Open source pipelines for integrated metabolomics analysis by NMR and mass spectrometry

Lead Research Organisation: University of Birmingham
Department Name: Sch of Biosciences

Abstract

Research in the Life Sciences is now commonly performed using high-tech instrumentation, producing very large amounts of data about a system of interest. These techniques are collectively called 'omics (e.g. including genomics, proteomics and metabolomics) - and in different ways can measure how genes are switched on or off, how the proteins encoded by those genes behave in a cell or tissue of interest, or how the metabolites (biochemical molecules in cells) change in abundance, as the system behaves normally or is put under stress by disease, dysfunction or the introduction of toxic substances. The metabolites studied can include molecules that provide energy or structure to cells (e.g. fats, sugars etc), the structural building blocks of DNA and proteins (e.g. nucleotides, amino acids) and essential co-factors to biological processes (e.g. vitamins). In fundamental research, and in clinical situations, the presence of a particular metabolite at an unusual abundance can be an indicator (a biomarker) of a particular state - such as a disease. Indeed, metabolomics research is applied in studies on cancer, infectious disease, heart disease, diabetes and many others.

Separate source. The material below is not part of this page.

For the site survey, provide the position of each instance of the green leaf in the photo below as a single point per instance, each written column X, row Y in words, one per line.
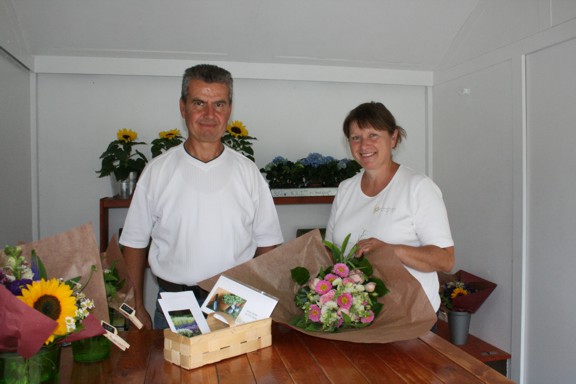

One of the greatest challenges in metabolomics research is that the analysis of the data is very difficult. Multiple different processing steps are needed to get from the raw data as delivered by the instrument - primarily nuclear magnetic resonance (NMR) spectroscopy or mass spectrometry (MS), to the final results the researcher is interested in, i.e. quantitative and statistically significant differences in particular metabolites between samples. There are multiple software packages (both commercial and free) that can perform individual steps within a complete pipeline, but there is very little good software that makes it easy to perform a full analysis. In this project, we will build such software for data generated from NMR or MS, using a software framework called Galaxy. Galaxy has been designed to construct a web interface on top of other software packages, enabling different (previously disconnected) packages to be joined together into an easy to use pipeline. The joining together of modules needs data files in a standardized format as the input and output of each step, so we will also work within international organizations to help agree on a universally applied standard format to be used in our pipeline and by other software developers working in metabolomics. Our pipeline will make it much easier for scientists to analyse their data and, in particular, to compare or integrate data coming from both complementary techniques (NMR and MS) to get a more complete picture of the system being studied. This will facilitate many more researchers - who currently lack detailed knowledge in metabolomics - to embrace and exploit this powerful technology. Lastly, we will make it easier for scientists to put their data into public databases when they publish their research, enabling other scientists to verify their findings and in some cases re-analyse their data in their own labs.

Technical Summary

Metabolomics comprises an important suite of techniques in modern Life Sciences research, typically performed by NMR spectroscopy or mass spectrometry (MS), applied in a range of fields for biomarker discovery, as well as for understanding metabolic networks in complex and dynamic systems. One of the biggest challenges preventing more widespread adoption of these powerful techniques is that data analysis is difficult, especially when data sets are collected in high-throughput modes. Each technique presents its own challenges, requiring pipelines of (often poorly connected) tools for an end-to-end analysis, and a significant amount of manual analysis for steps where robust software is lacking. For individual steps within a workflow there exists commercial or free software at different stages of maturity, however there are few solutions that offer the capability for automated analysis from data collection through to statistical analysis. In the genomics and proteomics domains, the Galaxy framework has become a popular mechanism for building pipelines of modular tools (originally of command-line nature), through a web interface. Galaxy can be easily configured to run on single servers, compute clusters or cloud-based solutions. In this project our groups at the Universities of Liverpool and Birmingham, both of which have a track record in Galaxy development, will collaborate to build a set of metabolomics tools in Galaxy, enabling the construction of analysis pipelines for both NMR and MS analyses. Crucially, the pipelines will deliver data sets to a shared statistical analysis toolkit, enabling integrated analysis of data sets derived from both techniques. We will also contribute to the development of international data standards for metabolomics, and our new pipelines will facilitate the deposition of experimental metabolomics data into the MetaboLights database at the EBI.

Planned Impact

Impact on health and society: The overall purpose of the project is to make data analysis for metabolomics more straightforward. Metabolomics is a technique increasingly used in human, animal and plant research, and as such, there is the potential for longer term (indirect) impacts, for example through facilitating biomarker discovery and the understanding of molecular mechanisms in fields including ageing, human and environmental health, food safety, industrial biotechnology, bioenergy and synthetic biology.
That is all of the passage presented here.